# TROPoe - The Basics

This notebook is indended to be an introduction to files produced by the Tropospheric Remotely Observed Profiling via Optimal Estimation (TROPoe) agorithm we use to retrieve temperature and humidity profiles from CLAMPS instrumentation. This algorithm uses optimal estimation to retrieve the thermodynamic state from infrared spetrometer and microwave radiometers.

The Atmospheric Emitted Radiance Interferometer (AERI) measures downwelling infrared radiance from 3-19 µm at high spectral resolution. Profiles of temperature and water vapor are retrieved from these observations, as well as cloud properties and trace gas information. Two blackbody targets maintain calibration to better than 1%. AERI systems are essentially identical between the CLAMPS facilities.

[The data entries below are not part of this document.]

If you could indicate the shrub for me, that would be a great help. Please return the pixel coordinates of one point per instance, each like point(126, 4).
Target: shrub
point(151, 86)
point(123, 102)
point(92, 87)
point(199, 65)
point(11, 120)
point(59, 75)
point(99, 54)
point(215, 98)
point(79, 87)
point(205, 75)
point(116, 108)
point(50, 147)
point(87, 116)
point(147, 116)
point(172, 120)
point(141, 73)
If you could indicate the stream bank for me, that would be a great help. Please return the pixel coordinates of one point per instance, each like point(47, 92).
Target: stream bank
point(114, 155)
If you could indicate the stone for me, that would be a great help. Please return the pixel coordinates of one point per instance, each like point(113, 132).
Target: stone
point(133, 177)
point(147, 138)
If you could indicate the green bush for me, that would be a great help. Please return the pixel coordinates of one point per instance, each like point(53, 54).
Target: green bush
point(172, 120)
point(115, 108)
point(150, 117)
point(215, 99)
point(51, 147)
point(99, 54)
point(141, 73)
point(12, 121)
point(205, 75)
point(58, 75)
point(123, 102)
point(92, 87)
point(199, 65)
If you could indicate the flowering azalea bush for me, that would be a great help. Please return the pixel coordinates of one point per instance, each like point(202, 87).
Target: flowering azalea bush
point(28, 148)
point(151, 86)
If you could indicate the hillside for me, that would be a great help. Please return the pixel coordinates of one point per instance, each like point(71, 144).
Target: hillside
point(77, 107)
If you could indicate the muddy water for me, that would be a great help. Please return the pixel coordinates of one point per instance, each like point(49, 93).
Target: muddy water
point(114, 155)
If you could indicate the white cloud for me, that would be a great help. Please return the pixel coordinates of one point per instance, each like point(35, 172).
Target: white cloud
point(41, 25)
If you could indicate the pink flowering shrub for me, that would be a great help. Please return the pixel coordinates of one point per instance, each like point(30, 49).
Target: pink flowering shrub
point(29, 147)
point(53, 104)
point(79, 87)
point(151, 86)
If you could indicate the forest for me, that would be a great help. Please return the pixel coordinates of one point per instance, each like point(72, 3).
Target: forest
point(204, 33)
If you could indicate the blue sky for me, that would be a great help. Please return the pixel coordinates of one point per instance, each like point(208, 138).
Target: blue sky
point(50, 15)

The Microwave Radiometer measures downwelling microwave radiance from 22 to 60 GHz in 10-20 channels (depending on model/configuration). Profiles of temperature and water vapor are retrieved from these observations. The MWR has lower vertical resolution than the AERI, but is able to get some information through clouds. These measurements are used in a thermodynamic retreival algortihm (either AERIoe or TROPoe). Both CLAMPS are equiped with a RPG HATPRO microwave radiometer.

The files that TROPoe produces have a lot of information in them, but most users of these files only care about a few components of these files. This notebook will introduce the basic file structure of a TROPoe file, parse out the most commonly used variables, and provide some example figures to show best practices when plotting these type of data.

For more information on optimal estimation retrievals using these instruments, here are some references:

- Maahn, M., D. D. Turner, U. Löhnert, D. J. Posselt, K. Ebell, G. G. Mace, and J. M. Comstock, 2020: Optimal Estimation Retrievals and Their Uncertainties: What Every Atmospheric Scientist Should Know. Bull. Amer. Meteor. Soc., 101, E1512–E1523, https://doi.org/10.1175/BAMS-D-19-0027.1.

- Turner, D. D., and U. Löhnert, 2014: Information Content and Uncertainties in Thermodynamic Profiles and Liquid Cloud Properties Retrieved from the Ground-Based Atmospheric Emitted Radiance Interferometer (AERI). J. Appl. Meteor. Climatol., 53, 752–771, https://doi.org/10.1175/JAMC-D-13-0126.1.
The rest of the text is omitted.